Minha vida iria acabar.
Coloquei o cartão rezando, respondi as dezenove perguntas
rezando e a máquina me mandou colocar o dedo. Obedeci da forma mais delicada do
mundo e...
TRANSAÇÃO APROVADA
Respirei fundo e peguei meu dinheiro. Quando me virei, estava disposto até a pedir desculpas para a Nicette pelo meu sucesso, mas ela apenas sorriu de forma sincera e disse:
– Que bom que você conseguiu!
Eu sorri de volta e dei boa sorte. E saí do banco me
sentindo... Não sei. Jovem. Como se eu tivesse a vida inteira pela frente, e
tempo suficiente para deixar minhas impressões digitais – que eu ainda tenho –
pelo mundo.
Mas isso durou menos trinta segundos, até eu perceber que
não estava mais conseguindo abrir o guarda-chuva. Porque talvez eu seja jovem o
suficiente para ter minhas impressões digitais, mas já sou velho o suficiente
para não conseguir aprender coisas novas.

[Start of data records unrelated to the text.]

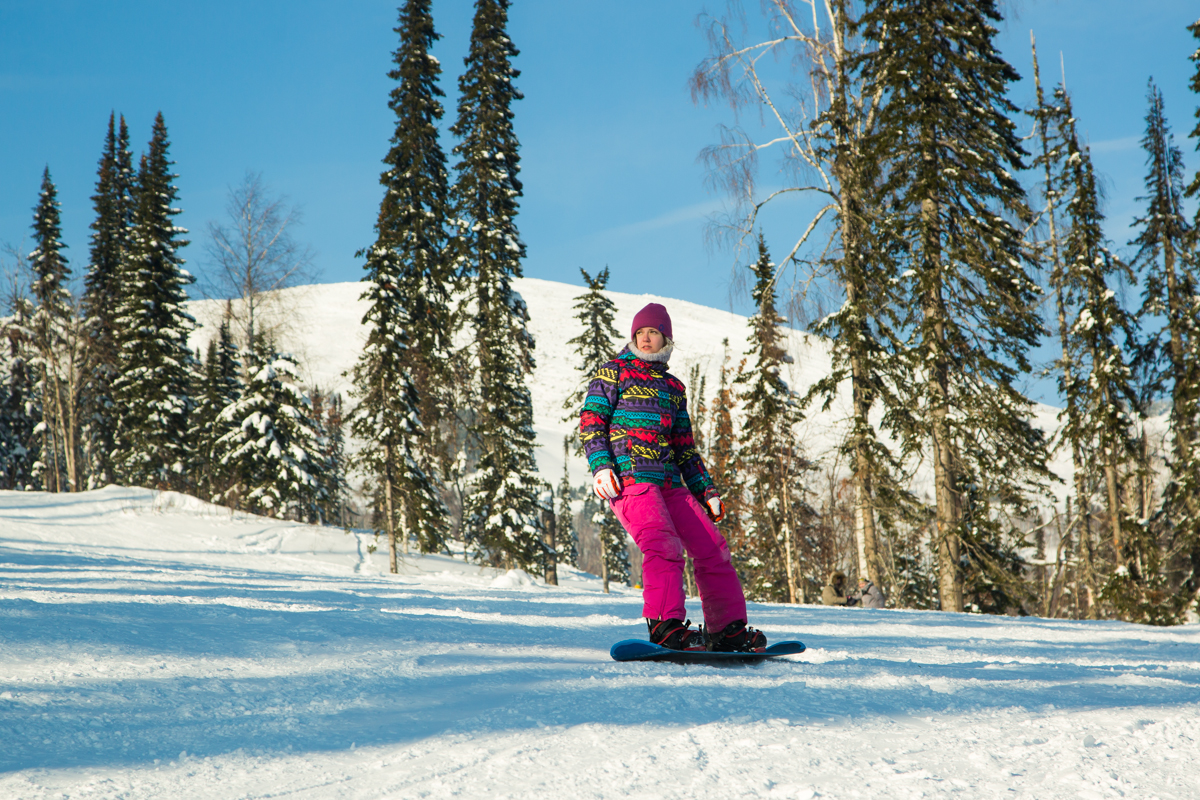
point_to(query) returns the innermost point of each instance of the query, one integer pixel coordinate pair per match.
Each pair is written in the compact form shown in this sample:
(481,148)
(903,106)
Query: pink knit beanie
(654,316)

Aliás, pensando agora, acho que a Nicette estava até mais
inteira que eu. Certeza que até o final da semana minhas impressões digitais
vão desaparecer.
3 comentários:
Pô, eu adoro a biometria! Me sinto o Maxwell Smart! Mal posso esperar pra termos scanner de retina!

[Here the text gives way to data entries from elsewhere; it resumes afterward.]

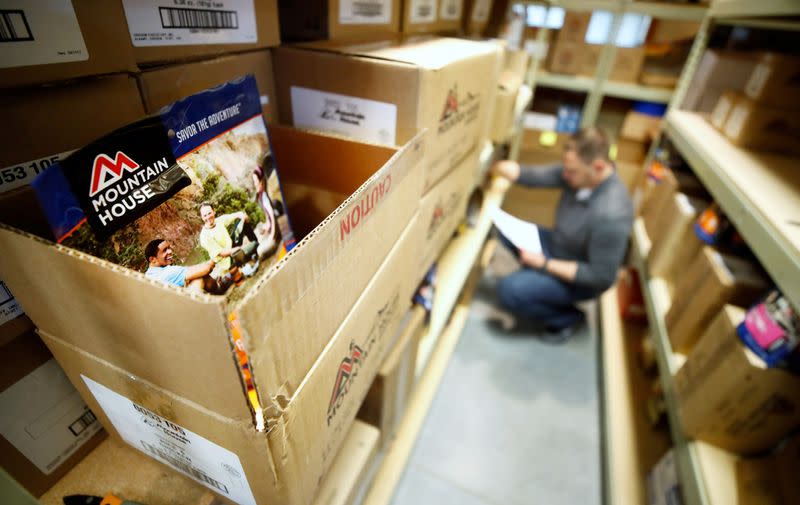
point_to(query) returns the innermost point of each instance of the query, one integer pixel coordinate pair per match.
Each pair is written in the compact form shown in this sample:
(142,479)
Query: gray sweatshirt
(594,232)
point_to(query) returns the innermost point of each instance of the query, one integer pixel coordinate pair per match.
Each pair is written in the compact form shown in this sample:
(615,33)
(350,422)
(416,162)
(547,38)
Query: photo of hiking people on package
(191,198)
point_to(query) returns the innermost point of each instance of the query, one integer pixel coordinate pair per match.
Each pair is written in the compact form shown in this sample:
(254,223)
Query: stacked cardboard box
(388,396)
(761,118)
(387,92)
(40,440)
(316,329)
(728,397)
(710,281)
(572,55)
(339,19)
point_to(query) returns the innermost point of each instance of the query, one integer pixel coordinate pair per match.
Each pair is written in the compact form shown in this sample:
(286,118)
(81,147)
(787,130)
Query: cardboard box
(304,430)
(504,107)
(387,399)
(432,16)
(388,91)
(91,39)
(41,440)
(567,57)
(728,397)
(719,71)
(51,122)
(139,350)
(758,127)
(631,151)
(443,208)
(775,81)
(162,33)
(630,174)
(640,127)
(770,480)
(710,281)
(476,16)
(350,467)
(675,245)
(574,27)
(165,85)
(722,110)
(339,19)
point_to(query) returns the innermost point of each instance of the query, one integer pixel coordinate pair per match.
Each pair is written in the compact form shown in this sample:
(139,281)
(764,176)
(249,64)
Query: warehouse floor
(515,420)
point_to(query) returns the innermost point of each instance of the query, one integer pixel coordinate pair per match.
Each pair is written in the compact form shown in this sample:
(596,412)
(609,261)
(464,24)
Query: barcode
(186,468)
(368,9)
(82,423)
(14,26)
(172,17)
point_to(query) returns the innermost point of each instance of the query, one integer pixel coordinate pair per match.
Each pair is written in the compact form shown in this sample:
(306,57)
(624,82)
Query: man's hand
(507,169)
(531,259)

Melhor do que inventar outro apetrecho pra substituir o guarda-chuva, deviam inventar uma substância química que seria jogada no ar e parasse totalmente a chuva. Porque até capas de chuva, compridas até a canela, não nos deixam totalmente secos.
Agora, você precisa dar um jeito nessa sua velhofobia aí, hein!
Abração, Rob!
Hahahaha ri muito com o grupo Cocoon do Mal. Muito bom! Sinta-se jovem, meu caro Gordon. O que importa é a alma e o espírito jovem que move seus dedos para contar tantas histórias legais. :)
Eu nunca tinha pensado nessa questão da biometria para idosos. Quando você pensa que as coisas estão evoluindo é quando percebe que é só outra forma escrota do mundo excluir alguém.